Severity
High
Analysis Summary
CVE-2025-3629 CVSS:4.3
IBM InfoSphere Information Server 11.7.0.0 through 11.7.1.6 could allow an authenticated user to delete another user's comments due to improper ownership management.
CVE-2025-3221 CVSS:7.5
IBM InfoSphere Information Server 11.7.0.0 through 11.7.1.6 could allow a remote attacker to cause a denial of service due to insufficient validation of incoming request resources.
CVE-2025-36016 CVSS:6.8
IBM Process Mining 2.0.1 IF001 and 2.0.1 could allow a remote attacker to conduct phishing attacks, using an open redirect attack.
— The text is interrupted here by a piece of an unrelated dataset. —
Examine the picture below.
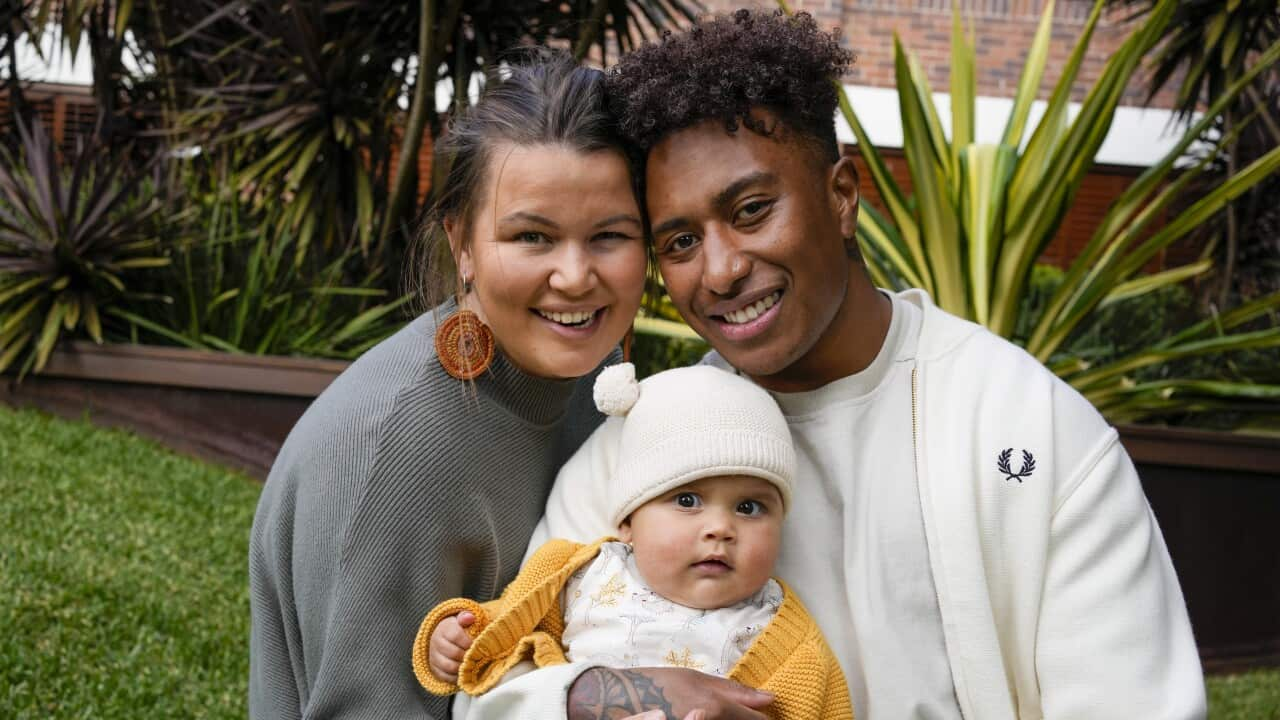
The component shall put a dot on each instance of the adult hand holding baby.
(663, 692)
By persuading a victim to visit a specially crafted Web site, a remote attacker could exploit this vulnerability to spoof the URL displayed to redirect a user to a malicious Web site that would appear to be trusted. This could allow the attacker to obtain highly sensitive information or conduct further attacks against the victim.
Impact
- Denial of Service
- Gain Access
- Information Disclosure
Indicators of Compromise
CVE
CVE-2025-3629
CVE-2025-3221
CVE-2025-36016
Affected Vendors
- IBM
Affected Products
- IBM InfoSphere Information Server 11.7.0.0 - 11.7.1.6
- IBM Process Mining 2.0.1 IF001 and 2.0.1
Remediation
Refer to IBM Security Advisory for patch, upgrade, or suggested workaround information.